In Nigeria, compared to other forms of law, like public law, entertainment law and others, there is a gap in the laws guiding the fashion industry, which is an aspect known as fashion law.
Fashion law, which is also regarded as apparel law is an emerging aspect in law that deals in issues surrounding the life of an outfit, including the conception, brand protection and many more. It is the legal framework guiding the fashion industry, including production lines, as well as perfume and cosmetics industries.
Why is fashion law important? And why is it needed to flourish in Nigeria?
Importance Of Fashion Law
Due to the fact that the Internet aids the sharing of information of any kind, lots of designers and fashion entrepreneurs have had their designs replicated, and this shouldn’t be so.
According to statistics, design piracy and copycat litigation have grown over the years because designers are not willing to take legal actions concerning these pertinent issues they face.
Being the legal framework, fashion law protects every individual in the fashion industry, from the designers to the models, and even the show producers.
What, then, are the things to note about fashion law in Nigeria?
The Nigerian fashion industry is a fast-growing one with new challenges, opportunities, and problems. Fashion law is meant to cover areas such as copyright, trademarks, design patents, counterfeits, trade secrets, licensing agreements, advertising, and publicity at every stage of the fashion business.
Although Nigeria does not have a comprehensive and specific legal framework to govern the fashion industry, fashion designers can still take legal actions under the existing legal framework for intellectual property in Nigeria.
Intellectual property, which refers to creations that are as a result of creativity, can be protected legally under the Copyright Act, Patent and Designs Act, and the Trademarks Act.
The Copyright Act protects the sketch and drawing of a fashion designer or illustrator because it is an artistic creation. An angle in the Act which does not favour the fashion industry is that the design must not be intended to be used as a model or pattern to be multiplied by any industrial process. This cannot be applied in the fashion industry though, because some Nigerian brands, especially ready-to-wear brands design outfits to be worn by a number of people.

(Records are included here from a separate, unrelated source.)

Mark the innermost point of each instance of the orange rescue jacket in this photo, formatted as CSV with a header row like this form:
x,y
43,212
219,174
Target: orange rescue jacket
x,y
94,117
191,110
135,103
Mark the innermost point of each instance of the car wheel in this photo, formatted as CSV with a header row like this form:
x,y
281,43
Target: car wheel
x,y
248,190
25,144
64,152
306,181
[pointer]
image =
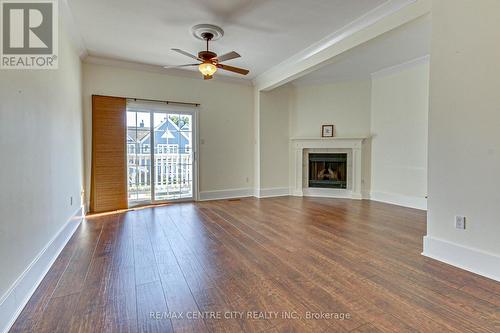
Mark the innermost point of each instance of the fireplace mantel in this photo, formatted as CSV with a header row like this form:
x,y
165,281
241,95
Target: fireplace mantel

Alternative protection is covered by the Patent and Designs Act in the legal framework. Another limitation as regards the fashion industry is that the design must not have been in the public domain. In fashion where outfits designed are, to a large extent, dependent on the trends in the fashion industry in order for clients to purchase them, this then becomes a clause.
Fashion brands that protect their trademarks either through a suitable brand name, logo, and trademark registration have the legal backing of the Trademark Act in the event that an infringement has taken place. Though the Nigerian legal framework with respect to the fashion industry is still weak, these features reduce the risk of others stealing ideas and designs from a particular brand.
There are many aspects that need to be worked on regarding the fashion laws in Nigeria, but fashion entrepreneurs can employ adequate protection through trademark filing and enforcement and many more, before laws and regulations specific to the fashion industry are provided.